Tuesday, January 13, 2009

Beyond the Mob Aesthetic: The Practical Virtues of Machine Politics

Reform in New York, like reform before it, has favored greater mass participation, but in terms of many unconnected individuals, each having no power of any importance. "Participation," either as taking part in insurgency or having an institutionalized share of authoritative decision making, may thus be a mechanism for reducing autonomy as easily as one for engendering it. Reform movements have frequently "liberated" the poor from machines, leaving them with less power than before. —THOMAS BLAU, THE END OF COMMUNITY ACTION
It's lucky that I was deeply and completely understood by another human being early in life; the experience, I am sure, saved me from years of ill-conceived romantic entanglements and confessional Twittering.

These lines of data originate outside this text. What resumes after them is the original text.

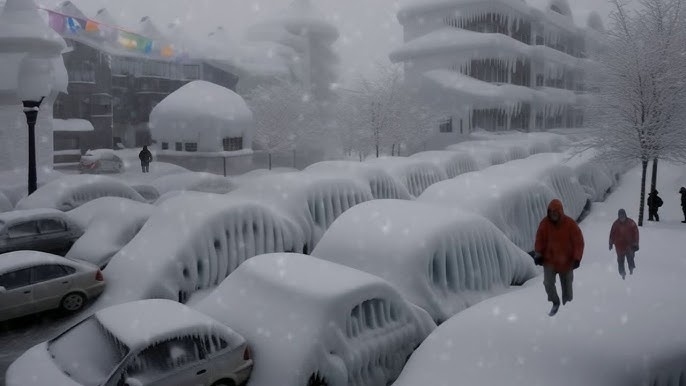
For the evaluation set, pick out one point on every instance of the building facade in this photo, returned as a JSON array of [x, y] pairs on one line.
[[497, 64]]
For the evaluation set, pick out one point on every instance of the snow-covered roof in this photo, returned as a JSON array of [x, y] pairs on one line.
[[136, 323], [202, 111], [72, 125]]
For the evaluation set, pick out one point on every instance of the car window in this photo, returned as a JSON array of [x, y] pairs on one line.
[[16, 279], [51, 226], [24, 229], [165, 357], [43, 273]]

If you are wondering who he was and what he understood, it was my friend David at the moment he said, "So, basically, your political beliefs are determined by which faction you think has better music." Take this as my way of confessing that my abiding love for urban machine politics is in part attributable to an aesthetic affinity for brawlers, bad asses, and boot-strappers.

But only in part. I am preparing to give my copy of Patrick Moynihan's Maximum Feasible Misunderstanding to a fellow urbanist—merry Christmas, Noah—and, in the course of copying down underlined passages into the Bookbag Binder, I found the following:
What more conclusive evidence of evil could be adduced against a local political leader during the 1950's, the more so if he were Italian, say, and had taken to wearing expensive clothes, than to charge that he was a "Boss"—that is, that he had power!

. . . In the summer of 1968, the City of New York, with the assistance of a Yale summer intern and the fullest cooperation, as it were, of the New York Times, launched a monster registration campaign in the poorer areas of the City. Had a Tammany Mayor undertaken to spend public funds for such a purpose the Times might have seen the matter differently.
And especially:
It may be that the poor are never "ready" to assume power in an advanced society: the exercise of power in an effective manner is an ability acquired through apprenticeship and seasoning. Thrust on an individual or group, the results are often painful to observe, and when what in fact is conveyed is not power, but a kind of playacting at power, the results can be absurd.
Term limits, goo-gooism, and other reform-minded follies destroy the political capital of the poor in the guise of trying to save it, as the above Blau quote points out. I may be upset with machine dismantlers for canceling a good soap opera mid-season, but there are real reasons to regard their efforts with suspicion. It is tempting to think of government—especially at the local level—as a matter of administration, not politics, but this fallacy is a luxury that only the middle class can afford. For everything else, there's TammanyCard.